At that time, I had only been a practitioner for a year, I was in the prime of my existing career, and we were in the process of adopting my youngest son. Becoming a minister seemed impossible, and yet I went to the meeting. I could not reconcile making this massive change in my life, but my heart would not give up, so I became a regular at these annual information sessions. Rev. Katherine was always kind and told me that the path of ministry is something you should only take up if there is nothing else you can do in your life. It took six years for the “not yet” to become “now.” In that time, my job had transitioned from a high-stakes career as a manager to a lower-stress position that would allow me to go to school. I had also seasoned as a Practitioner, which made me more available to listen to my heart.
It was a four-year process of working full time and going to ministerial school.
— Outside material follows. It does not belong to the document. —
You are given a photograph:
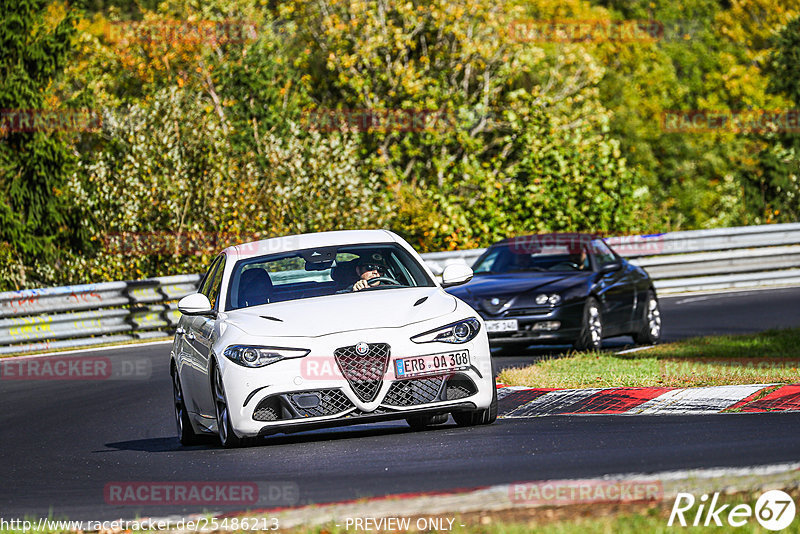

I fell in love with my fellow ministerial students. They became a new tribe of dedicated souls outside of my own Center, which gave me the courage to think that I might eventually leave my spiritual home that had been my nest for so many years.
More time passed in which I became a minister and eventually settled in as the Senior Minister at Ahiah, having replaced Rev. Charles Rose, who was at Ahiah for 27 years. As COVID became the reality of the day, the first opportunity to ask to become ordained passed, and then more opportunities flowed under the bridge, and I started inquiriong of myself the exact question that Rev. Susan asked me at my ordination panel. Why did I want to become ordained? It used to be that CSL required you to become ordained or eventually leave ministry, but that rule had gone away, so my head’s answer that it was required was no longer true. My answer to the panel was that by being there I was saying yes to being a minister for the rest of my life. There was not even a small thought that I was still testing the waters to see if this was what was right for me. My heart had been clear since that first moment of insight, but now the rest of me had caught up, and was fully committed to this life as a minister.
What I have learned on this Path to Ordination is that Spirit always supports us in our dreams. Sometimes the lessons that need to be learned require life to look like we are in hard times, and sometimes life just passes by with ease and grace, but I have always been supported on this path. I expect that I always will be. The only caveat is that we have to say YES to something, so that Spirit can reply in kind.
What are you saying yes to in your life? Whatever that is, be willing to participate in this process of transformation. It is likely to be the path less travelled, but it is the path of self fulfillment.